Starke Kombi gegen kalte Füße: Fußbodenheizung und Heizestrich

Heizestrich erhält seinen Namen nicht vom verwendeten Material, sondern von Konstruktionsart und Verwendungszweck: Er beherbergt Fußbodenheizungen.

Eine Fußbodenheizung kann sowohl unter nass verlegten Systemen als auch unter Trockenestrich verlegt werden. Beim Heizestrich liegen die Rohre oder elektrischen Heizschlangen der Fußbodenheizung auf einer Wärmedämmschicht, wie beispielsweise Schaumglas oder Styropor. Die Wärmespender liegen dabei unter, gelegentlich auch inmitten der Schicht. Somit erwärmt sich der gesamte Fußboden und der Estrich wird gewissermaßen selbst zum Heizkörper. Diese Funktion verlieh ihm seinen Namen.
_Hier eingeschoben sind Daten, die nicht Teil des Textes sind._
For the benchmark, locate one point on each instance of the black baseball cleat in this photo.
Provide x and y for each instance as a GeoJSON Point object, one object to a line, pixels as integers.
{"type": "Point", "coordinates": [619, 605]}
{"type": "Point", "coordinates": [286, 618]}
Heizestrich muss mindestens zwei herausragende Eigenschaften aufweisen: Er soll leicht Wärme leiten und zudem erheblichen Spannungen trotzen können. Faserestrich und Gussasphalt erfüllen diese Anforderungen beispielsweise sehr gut. Das jeweils verwendete Material kann variieren, Hauptsache, es erfüllt die erforderlichen Eigenschaften.

Heizestriche werden in der Regel als schwimmender Estrich ausgelegt.